В превеликой задумчивости дни все эти я и проходила. На других каналах оказамшись, смотрела во все глазы — и, радость, на каждом свой постовой художник: стоят, малюют. Про Терентия спрошала, отвечали, не видали, дескать, сгинул, бедолага, земля пухом. Случай сей, отменный от прочих, поведала после Бориньке. Думала, скажет, что не при своём уме я. Однакож куда там! А! — говорит. — Терентий Понываев? Как не знать? Я его заарестовал третьего дня. Нет, это уж через чур, — сказала я. — Ты ведь магометанами занимаешься! Изволь объяснений предоставить!

И предоставил. Хаживая как-то около моему дому — в вечер, каковой отведён был под синематографа посещение вместе, — Борис наш повстречал Терентия. Знакомство своё на первую пору составили, а далее направился Борис гулять со мною, на прочий же вечер паки пришёл нарочно к нему, теперь ужо с идеею. Поелику Терентий в премизерной в нашем городе находится славе, Боринька вздумал испросить себе задёшево портрет. Чтож, Терентий его и сообразил, через неделю всё готовое было, но Борису не по душе портет етот пришёлся, оттого он и заарестовал художника допреждь того, как тот удачный портрет не сочинит. И продолжал кричать Борис: анафема! антихрист! его бы злой смерти предати след! пусть портрет исполнит реальный, тогда поговорим.

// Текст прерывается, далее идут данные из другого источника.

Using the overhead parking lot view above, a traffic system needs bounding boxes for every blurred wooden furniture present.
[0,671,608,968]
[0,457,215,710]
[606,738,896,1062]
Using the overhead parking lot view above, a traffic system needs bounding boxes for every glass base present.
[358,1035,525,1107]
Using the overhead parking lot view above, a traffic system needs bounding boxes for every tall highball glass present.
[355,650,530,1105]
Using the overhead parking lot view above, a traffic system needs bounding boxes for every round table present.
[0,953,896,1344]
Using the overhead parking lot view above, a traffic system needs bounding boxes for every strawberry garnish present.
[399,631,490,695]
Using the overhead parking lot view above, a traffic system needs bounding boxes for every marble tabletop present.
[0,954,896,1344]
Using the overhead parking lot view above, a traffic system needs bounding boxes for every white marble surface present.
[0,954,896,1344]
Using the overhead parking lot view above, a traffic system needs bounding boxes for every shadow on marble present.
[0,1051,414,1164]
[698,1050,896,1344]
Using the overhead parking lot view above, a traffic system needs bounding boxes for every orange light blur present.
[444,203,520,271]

Я стукнула Бориса пребольно по голове. Что за любоначальство! — я воскликнула. — Тотчас веди меня к несчастному. Привёл, — а в нашем Присутствии камеры особыя, не для просто смертных, глухие напрочь, — Терентий и сидит тама мятежный. Како меня узнал — улыбкою озарился: от такой кажется, что зубы все на лице сей же час полопаются.

Вы простите покорнейше, — заговорила я с извинительным жестой, — дурака етого, недоброхотство его. Маскерад какой-то, право дело.

Я прощаю, Бог простит, — ответил он. А улыбка юродивая… — Да токмо рисовать его преосвященство я не стану.

И не рисуйте, — я сказала, а Борису за спину взгляд смертонесущий адресовала. — А токмо можно старый портрет мне лицезреть?

Отчего ж? — отвечает и достаёт торбу свою. Змий натуральный на картине сей мне предстал: из кожи чорной плащ, волос хмурый, адской прищур и оскал нечеловечий. Глядел Борис с картины бесконфузно и как-то ботинку о зрителя вытирая, вот-вот в темницу поведёт как будто бы.

Похож, — я проговорила с хохотом. А потом Бориньке: — Борис, отпустить его надобно, а не то допляшемся, только и гляди. Лучше б ты магометан ловил, ей-те-богу.

Да ведь опасный характер! Дух бунташный! — говорит, не делая симпатии вовсе. Ну, это уж не про нашу честь, были бы дураки, — я ему. И ко второму беседователю оборотилась: — Вы свободны.